2.3.9.Uit hetgeen is overwogen onder 2.3.4 tot en met 2.3.8 volgt dat de rechtsgevolgen van besluit 2 niet in stand kunnen worden gelaten. De Raad zal, zelf voorziend, het besluit van
30 augustus 2012 herroepen en bepalen dat appellant zijn raio-opleiding zal vervolgen bij het Openbaar Ministerie. Verweerder zal zo spoedig mogelijk met appellant in overleg moeten treden over de ingangsdatum daarvan en een parket moeten aanwijzen waar de opleiding zal worden vervolgd, maar niet het parket binnen het arrondissement [arrondissement]. In dat verband wordt verwezen naar hetgeen is overwogen onder 2.2.2.

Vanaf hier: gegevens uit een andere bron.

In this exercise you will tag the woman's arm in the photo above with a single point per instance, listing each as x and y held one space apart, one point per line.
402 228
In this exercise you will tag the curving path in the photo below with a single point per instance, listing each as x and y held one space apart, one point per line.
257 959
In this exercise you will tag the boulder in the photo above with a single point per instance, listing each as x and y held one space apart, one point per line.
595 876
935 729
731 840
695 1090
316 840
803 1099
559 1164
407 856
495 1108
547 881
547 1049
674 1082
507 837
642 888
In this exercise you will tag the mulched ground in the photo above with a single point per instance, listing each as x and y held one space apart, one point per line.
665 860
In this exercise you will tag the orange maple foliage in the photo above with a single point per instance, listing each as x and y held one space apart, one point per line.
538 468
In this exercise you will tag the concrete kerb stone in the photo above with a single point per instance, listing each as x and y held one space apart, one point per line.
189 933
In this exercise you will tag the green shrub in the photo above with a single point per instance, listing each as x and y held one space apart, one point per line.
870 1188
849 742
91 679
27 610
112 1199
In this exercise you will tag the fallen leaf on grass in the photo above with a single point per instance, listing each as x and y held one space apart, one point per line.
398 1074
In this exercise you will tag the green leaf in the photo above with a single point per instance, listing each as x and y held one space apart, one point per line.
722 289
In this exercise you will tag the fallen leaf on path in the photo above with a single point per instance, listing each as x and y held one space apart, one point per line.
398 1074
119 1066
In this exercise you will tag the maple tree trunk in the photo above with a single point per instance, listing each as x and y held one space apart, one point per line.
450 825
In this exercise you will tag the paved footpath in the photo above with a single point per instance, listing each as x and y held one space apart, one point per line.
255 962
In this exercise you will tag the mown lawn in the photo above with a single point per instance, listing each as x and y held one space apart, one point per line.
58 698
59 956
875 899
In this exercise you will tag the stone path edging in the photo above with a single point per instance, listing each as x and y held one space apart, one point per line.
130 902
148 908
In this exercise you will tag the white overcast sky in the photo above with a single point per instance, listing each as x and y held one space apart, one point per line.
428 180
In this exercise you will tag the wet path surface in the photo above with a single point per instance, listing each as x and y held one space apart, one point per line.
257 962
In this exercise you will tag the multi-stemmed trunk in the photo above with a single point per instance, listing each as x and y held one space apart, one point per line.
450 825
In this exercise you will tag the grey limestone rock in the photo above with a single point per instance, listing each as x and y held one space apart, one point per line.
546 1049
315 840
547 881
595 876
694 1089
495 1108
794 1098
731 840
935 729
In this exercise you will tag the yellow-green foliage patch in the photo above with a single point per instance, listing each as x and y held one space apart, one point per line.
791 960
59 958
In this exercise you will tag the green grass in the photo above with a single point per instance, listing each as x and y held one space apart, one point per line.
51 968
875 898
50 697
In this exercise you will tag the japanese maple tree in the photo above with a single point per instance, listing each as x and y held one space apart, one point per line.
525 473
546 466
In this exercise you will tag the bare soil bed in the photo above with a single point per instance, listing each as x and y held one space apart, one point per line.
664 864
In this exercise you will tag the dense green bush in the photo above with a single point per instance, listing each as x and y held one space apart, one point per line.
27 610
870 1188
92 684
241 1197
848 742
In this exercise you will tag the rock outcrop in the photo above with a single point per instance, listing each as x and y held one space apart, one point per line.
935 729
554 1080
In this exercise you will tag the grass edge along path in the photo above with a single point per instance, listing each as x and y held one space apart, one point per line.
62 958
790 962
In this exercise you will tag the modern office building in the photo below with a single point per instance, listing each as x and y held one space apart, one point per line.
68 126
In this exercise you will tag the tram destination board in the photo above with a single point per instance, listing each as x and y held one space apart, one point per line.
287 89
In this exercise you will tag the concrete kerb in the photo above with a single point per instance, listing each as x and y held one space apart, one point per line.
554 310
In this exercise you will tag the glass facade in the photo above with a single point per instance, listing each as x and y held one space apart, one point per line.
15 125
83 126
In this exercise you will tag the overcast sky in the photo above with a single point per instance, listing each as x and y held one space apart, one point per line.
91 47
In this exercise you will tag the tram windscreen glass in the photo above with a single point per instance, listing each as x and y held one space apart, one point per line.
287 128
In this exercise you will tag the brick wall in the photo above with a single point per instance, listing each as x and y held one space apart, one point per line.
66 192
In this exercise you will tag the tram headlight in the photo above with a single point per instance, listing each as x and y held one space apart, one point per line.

Beëindiging aanstelling als raio
2.4.1.Op grond van artikel 27 van het Bora kan verweerder, indien hij één van de beslissingen bedoeld in artikel 8 heeft genomen, de rechterlijk ambtenaar in opleiding op die grond ontslaan.
2.4.2.Uit hetgeen is overwogen over het beroep van appellant tegen besluit 2 volgt dat de grondslag aan besluit 3 is komen te ontvallen. De Raad zal daarom het beroep tegen besluit 3 gegrond verklaren en dat besluit vernietigen. Verder zal de Raad, zelf voorziend, het besluit van 7 september 2012 herroepen.
3. Aanleiding bestaat om verweerder te veroordelen in de kosten van appellant. Deze kosten worden begroot op € 974,- in bezwaar en op € 487,- in beroep. Daarbij zijn de zaken
13/1895 AW en 13/1896 AW als samenhangende zaken aangemerkt.